What constitutes a large leverage value? The sum of the leverage values is equal to the number of beta coefficients \(p\).
## sum_lev
## 1 2
So the average leverage is \(p/n\). Observations with leverage values greater than 2 or 3 times \(p/n\) identify outliers in terms of the explanatory variables.
## [1] 0.06451613
Outliers in terms of influence (Cook’s distance)
Cook’s distance measures the change in model fit from leaving out the
observation. It is given by augment()
as
.cooksd
. A rule-of-thumb is that observations with Cook’s
distance greater than 1 can be identified as potentially
influential.
fit_dat |>
mutate(resid = qresid(fit)) |>
rename(leverage = .hat) |>
arrange(desc(.cooksd)) |>
select(.cooksd, ID, resid, leverage) |>
head(6)
## .cooksd ID resid leverage
## 1 0.84317148 17 -1.7373953 0.31108992
## 2 0.53728929 11 0.6613919 0.48961774
## 3 0.53595247 7 3.5060946 0.03987337
## 4 0.13110736 5 1.8515415 0.04544019
## 5 0.12951918 31 1.9620053 0.04014949
## 6 0.07796161 20 1.7870093 0.04544019
Sorting the data by Cook’s distance reveals observation 17 as the most influential. Overall, observations 17, 11, and 7 have much more influence than any of the other points.
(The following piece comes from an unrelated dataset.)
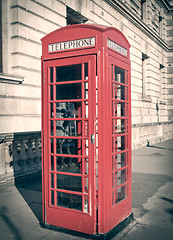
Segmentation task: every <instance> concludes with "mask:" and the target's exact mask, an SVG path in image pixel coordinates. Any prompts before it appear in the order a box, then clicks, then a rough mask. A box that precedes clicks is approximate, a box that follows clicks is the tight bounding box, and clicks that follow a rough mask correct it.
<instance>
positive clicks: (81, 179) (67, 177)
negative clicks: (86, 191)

The plot below demonstrates how the expected counts change when each of the points is left out.
Why does this plot agree with observation 17 having the largest Cook’s distance? Because the green line (when obs 17 is left out) is farthest from the black line
Connecting the 3 measures
The Cook’s distance increases both
as the magnitude of the residual increases
as the leverage increases
This means that the most influential points are outliers in terms of BOTH y and x.
fit_dat |>
mutate(resid = qresid(fit)) |>
rename(leverage = .hat) |>
arrange(desc(.cooksd)) |>
select(.cooksd, ID, resid, leverage) |>
head(3)
## .cooksd ID resid leverage
## 1 0.8431715 17 -1.6849353 0.31108992
## 2 0.5372893 11 0.7654911 0.48961774
## 3 0.5359525 7 3.7991035 0.03987337
Looking at the three most influential observations (17, 11, and 7):
observation 7 has the largest residual but a small leverage
observation 11 has the largest leverage but a small residual
observation 17 is the most influential because has a somewhat large residual AND a large leverage.